Guernica foi, ao menos por três anos, um quadro que Pablo Picasso pintou como protesto “contra as atrocidades da República durante a Guerra Civil Espanhola”. Essa era a definição que constava em um site da Organização das Nações Unidas (ONU). O erro na informação —pois a tela na verdade alude a um bombardeio da aviação nazista contra um povoado espanhol— foi reconhecido na segunda-feira em uma entrevista coletiva de Stéphane Dujarric, porta-voz da ONU, que pediu perdão à Espanha por definir dessa maneira a obra, hoje exposta no Museu Reina Sofía, em Madri. Dujarric afirmou que a descrição foi um “erro horrível”, pelo qual haverá um pedido de desculpas imediato.
Por enquanto, a parte do site que continha o erro foi tirada do ar, enquanto especialistas vasculham toda a página em busca de outras possíveis falhas históricas gritantes. “Obviamente é um erro horrível, levando-se em conta o que realmente aconteceu em Guernica”, observou o porta-voz da instituição que zela pela paz mundial. “Lamentamos o erro e transmitimos nossas desculpas ao povo e ao Governo da Espanha”, acrescentou, antes de observar que se tratou de um erro sem “má intenção” nem “segundas intenções”.
A resenha do site da ONU se referia a uma tapeçaria encomendada em 1955 pelo banqueiro Nelson A. Rockefeller e realizada pelo ateliê de J. de la Baume-Durrbach (no sul da França), sob a supervisão de Picasso. “A tapeçaria foi apresentada e colocada sobre a parede na entrada do Salão do Conselho de Segurança, em 13 de setembro de 1985”, segundo o site que apresenta o acervo artístico das Nações Unidas. A viúva do magnata doou a obra em novembro de 2016.
“Sabemos perfeitamente que os republicanos foram as vítimas, e não os autores”, afirmou Dujarric, admitindo que só soube da falha no fim de semana, quando o EL PAÍS noticiou um abaixo-assinado da plataforma Nueva Cultura que buscava sanar o erro. Na segunda-feira, a ONU tirou do ar essa parte do site.
A cidade de Guernica, no País Basco (norte), foi bombardeada em 26 de abril de 1937 por aviões da Legião Condor, da Alemanha nazista, país aliado do ditador Francisco Franco. Estima-se que 31 toneladas de bombas incendiárias e explosivas tenham sido lançadas sobre a população ao longo de quatro horas. O objetivo era justamente devastar essa região basca.

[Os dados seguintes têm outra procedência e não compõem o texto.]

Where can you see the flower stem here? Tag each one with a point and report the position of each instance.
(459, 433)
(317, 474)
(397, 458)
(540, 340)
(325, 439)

Essa revisão da história da Espanha feita pela ONU ignorava que Guernica foi uma encomenda do diretor-geral de Belas Artes, Josep Renau, a pedido do Governo da Segunda República espanhola, para ser exposto no pavilhão espanhol da Exposição Internacional de 1937, em Paris. A intenção, efetivamente, era propagandística, mas para atrair a atenção do público para a causa republicana em plena Guerra Civil. E não ao contrário, como divulgou o comitê artístico que redige e classifica as fichas das obras dadas de presente à ONU desde 1967.
Picasso decidiu que o quadro fosse conservado e custodiado pelo Museu de Arte Moderna de Nova York (MoMA) até que a ditadura de Franco desaparecesse. E deixou claro que seu desejo era que Guernica só voltasse para a Espanha quando o país recuperasse a democracia. “Só voltará com a República”, escreveu Picasso em novembro de 1970 ao MoMA para esclarecer os termos. Uma cláusula quase impediu a transferência em 1981 —após a morte de Picasso e Franco— quando a família do artista ainda questionavam a implementação da democracia no país, que já estava sob o comando do Rei Juan Carlos. Essa passagem também não aparece na descrição do site da ONU, que dizia: “Picasso pediu que o quadro fosse levado de volta ao seu país natal, a Espanha, quando as liberdades públicas se restabelecessem”. A referência a uma terceira República tinha desaparecido na definição para se encaixar na versão difundida. O episódio demonstra que a arte pode estar a serviço não só da propaganda, mas também da contrapropaganda.